Veteran Wall Street analyst and auto industry consultant John Murphy described Carvana Co.'s entry into franchised new car sales as "one of the most disruptive events in US auto retail in decades." The established dealership network, comprising nearly 17,000 stores across the US, has historically resisted change but is now facing new pressures for adaptation.
Strategic Advantages and Business Evolution
The addition of new car sales allows Carvana Co. to tap into the full lifecycle value of a vehicle. Traditional dealerships typically profit from four areas: new car sales, used car sales, parts and service, and finance and insurance. Previously, Carvana Co. was primarily active in used sales and finance. By securing new car franchises, it formally enters the remaining two major profit pools.
Brian Gordon, President of dealer advisory firm Dave Cantin Group, noted that after solidifying its core used car business, Carvana Co. recognized the significant revenue and margin opportunities embedded in the traditional franchise model that its original business did not capture. Furthermore, access to dealer-only auctions could fundamentally alter the dynamics of the used car wholesale market, creating a formidable competitive advantage if replicated with other automakers.
Navigating New Challenges
Despite its market valuation exceeding $70 billion, Carvana Co. faces distinct challenges in new car sales compared to online used vehicle retail.
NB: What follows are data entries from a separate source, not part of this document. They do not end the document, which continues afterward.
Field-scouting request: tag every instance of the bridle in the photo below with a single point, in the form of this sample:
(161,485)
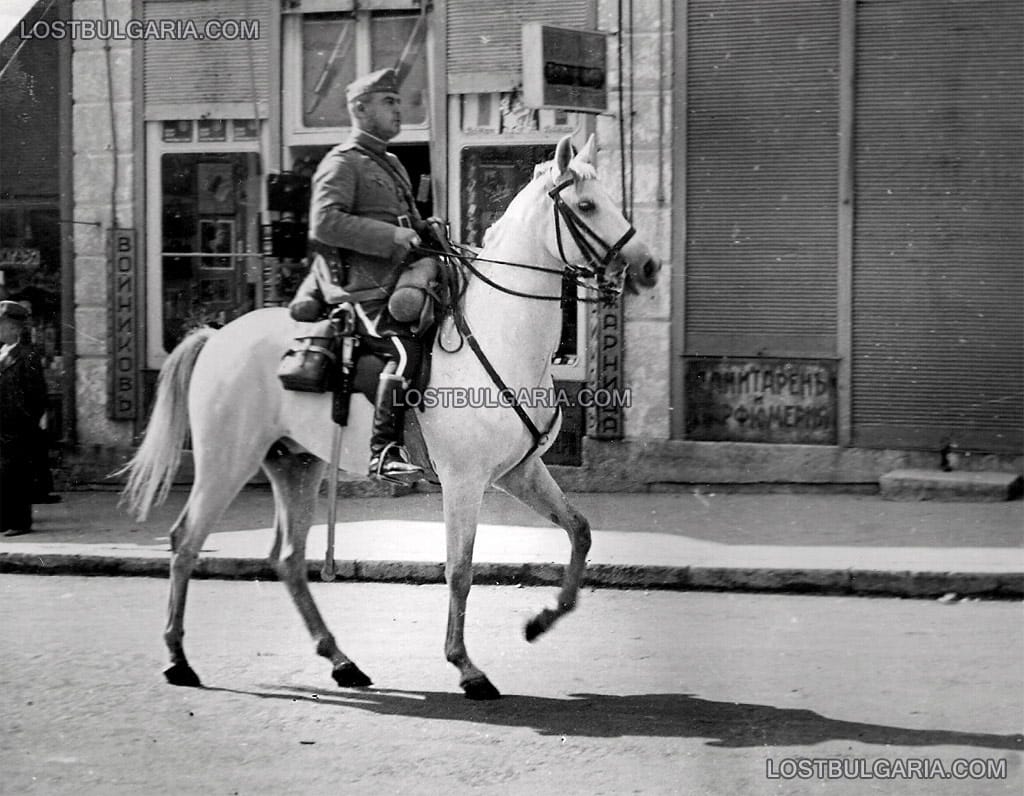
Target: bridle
(585,238)
(590,245)
(591,276)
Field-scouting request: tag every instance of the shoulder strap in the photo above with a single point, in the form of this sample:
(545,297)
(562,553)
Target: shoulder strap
(397,176)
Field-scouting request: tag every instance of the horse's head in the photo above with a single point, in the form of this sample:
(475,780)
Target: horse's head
(589,229)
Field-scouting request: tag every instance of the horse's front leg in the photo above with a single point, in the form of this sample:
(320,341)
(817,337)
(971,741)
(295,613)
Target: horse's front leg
(295,479)
(462,509)
(532,484)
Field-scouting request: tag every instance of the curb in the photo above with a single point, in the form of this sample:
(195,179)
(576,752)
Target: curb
(823,581)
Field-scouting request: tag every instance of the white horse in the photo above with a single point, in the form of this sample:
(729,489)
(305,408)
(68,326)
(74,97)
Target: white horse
(221,386)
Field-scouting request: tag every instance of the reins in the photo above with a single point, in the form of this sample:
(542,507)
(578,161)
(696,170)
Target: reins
(586,240)
(582,235)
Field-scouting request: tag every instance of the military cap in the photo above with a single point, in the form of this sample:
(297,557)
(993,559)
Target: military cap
(385,80)
(13,310)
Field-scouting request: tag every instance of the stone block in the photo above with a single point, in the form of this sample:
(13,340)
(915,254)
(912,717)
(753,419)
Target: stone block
(91,324)
(956,486)
(90,282)
(92,126)
(93,176)
(89,75)
(646,375)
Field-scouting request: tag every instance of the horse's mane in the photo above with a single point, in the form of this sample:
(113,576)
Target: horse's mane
(582,169)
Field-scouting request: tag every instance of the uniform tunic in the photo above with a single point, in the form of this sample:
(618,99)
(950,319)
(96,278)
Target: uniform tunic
(354,207)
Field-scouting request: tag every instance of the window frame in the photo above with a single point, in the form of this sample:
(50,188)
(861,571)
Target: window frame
(157,148)
(296,133)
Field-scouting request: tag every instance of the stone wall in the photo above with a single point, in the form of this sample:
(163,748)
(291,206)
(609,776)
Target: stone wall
(647,61)
(94,152)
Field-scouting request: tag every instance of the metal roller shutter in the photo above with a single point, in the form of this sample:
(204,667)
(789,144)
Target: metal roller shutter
(762,177)
(484,40)
(938,283)
(184,73)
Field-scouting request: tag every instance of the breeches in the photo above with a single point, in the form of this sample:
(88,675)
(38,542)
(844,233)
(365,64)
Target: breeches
(404,352)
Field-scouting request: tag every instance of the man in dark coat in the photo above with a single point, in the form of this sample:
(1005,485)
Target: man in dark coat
(364,224)
(23,401)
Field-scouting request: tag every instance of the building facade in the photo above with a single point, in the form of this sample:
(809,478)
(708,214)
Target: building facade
(835,187)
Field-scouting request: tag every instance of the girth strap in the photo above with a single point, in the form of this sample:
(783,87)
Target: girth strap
(540,437)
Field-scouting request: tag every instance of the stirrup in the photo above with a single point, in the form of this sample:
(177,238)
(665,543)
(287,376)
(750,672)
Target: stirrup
(392,464)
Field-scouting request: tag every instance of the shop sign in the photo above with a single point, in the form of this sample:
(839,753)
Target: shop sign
(123,394)
(19,258)
(606,422)
(760,400)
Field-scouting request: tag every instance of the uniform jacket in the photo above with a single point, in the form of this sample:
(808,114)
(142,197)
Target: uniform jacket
(23,401)
(354,207)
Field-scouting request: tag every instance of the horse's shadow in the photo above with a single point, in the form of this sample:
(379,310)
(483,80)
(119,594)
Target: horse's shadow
(725,724)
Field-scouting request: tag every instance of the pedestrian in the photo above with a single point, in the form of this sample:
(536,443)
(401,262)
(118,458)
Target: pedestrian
(23,402)
(364,229)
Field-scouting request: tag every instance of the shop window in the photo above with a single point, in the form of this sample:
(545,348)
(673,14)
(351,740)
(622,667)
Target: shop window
(492,177)
(332,49)
(209,202)
(30,273)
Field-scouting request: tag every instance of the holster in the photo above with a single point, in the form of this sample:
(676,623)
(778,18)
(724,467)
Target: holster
(307,366)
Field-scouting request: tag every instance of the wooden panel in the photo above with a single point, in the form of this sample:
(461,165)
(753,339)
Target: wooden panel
(762,176)
(193,72)
(938,281)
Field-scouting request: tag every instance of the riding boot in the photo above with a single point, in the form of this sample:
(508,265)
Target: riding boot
(388,458)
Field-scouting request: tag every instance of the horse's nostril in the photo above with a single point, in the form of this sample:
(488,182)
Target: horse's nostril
(648,271)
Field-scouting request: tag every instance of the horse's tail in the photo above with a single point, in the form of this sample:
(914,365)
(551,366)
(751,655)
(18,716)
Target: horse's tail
(151,471)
New car sales are heavily regulated by state laws, and franchised dealers are essentially business partners of the automakers. Laws in states like Michigan mandate that new cars be sold through franchised dealers, a point of contention for direct-sales manufacturers like Tesla.
Consumer preferences also present a hurdle. Industry surveys indicate that most car buyers prefer a blended online and in-person experience, not a purely digital transaction. Additionally, franchised dealers must comply with extensive manufacturer rules covering facility standards, brand representation, vehicle allocation, and service operations—areas where Carvana Co.'s current infrastructure is not fully developed.
Stellantis has certified Carvana Co. as an official online platform provider, a status that reportedly allows it to build its own branded online sales channels without a third-party compliance intermediary. This distinguishes its operational model from that of traditional dealers. Some within the Stellantis dealer network view the automaker's collaboration with Carvana Co. as a strategic move to address market share challenges.
Stellantis stated in an official response that Carvana Co. is a corporate-owned dealership, similar to large publicly traded dealer groups like Lithia Motors and AutoNation. The company emphasized that it holds all dealers to the same standards and certifies tools and services that enhance the retail network.
The Future Competitive Landscape
Sean Hogan, Chairman of the Stellantis National Dealer Council, acknowledged that Carvana Co.'s rapid expansion into new cars is a major topic of discussion. He believes competition ultimately benefits consumers but noted many unanswered questions about Carvana Co.'s long-term strategy, particularly regarding who will handle post-sale service and maintenance—a critical revenue and customer retention component.
While Stellantis treats Carvana Co. as a standard dealer partner, its core online-first model, supported by a national network of physical locations for vehicle reconditioning and delivery, sets it apart. The company has built extensive infrastructure akin to Amazon's logistics network for vehicle inspection, preparation, and distribution.
Industry consultant Larry Dominique noted that Carvana Co.'s mature digital, physical, and logistics infrastructure gives it an inherent advantage over traditional multi-brand mega-dealers. The company's other six Stellantis dealerships are located in Sacramento, San Diego, Dallas, Atlanta, Cleveland, and Boston, adding to its existing network of over 100 US locations.
A key industry question is whether Carvana Co. will eventually build its own service centers. Analyst John Murphy speculated that the physical locations from the ADESA auction business it acquired in 2022 could potentially be integrated with its new dealerships to create a proprietary service network. With an annual vehicle reconditioning capacity of 1.5 million units—far exceeding its current sales volume—Carvana Co. possesses the scale to potentially develop a large-scale service operation, an advantage most large automotive consolidators lack.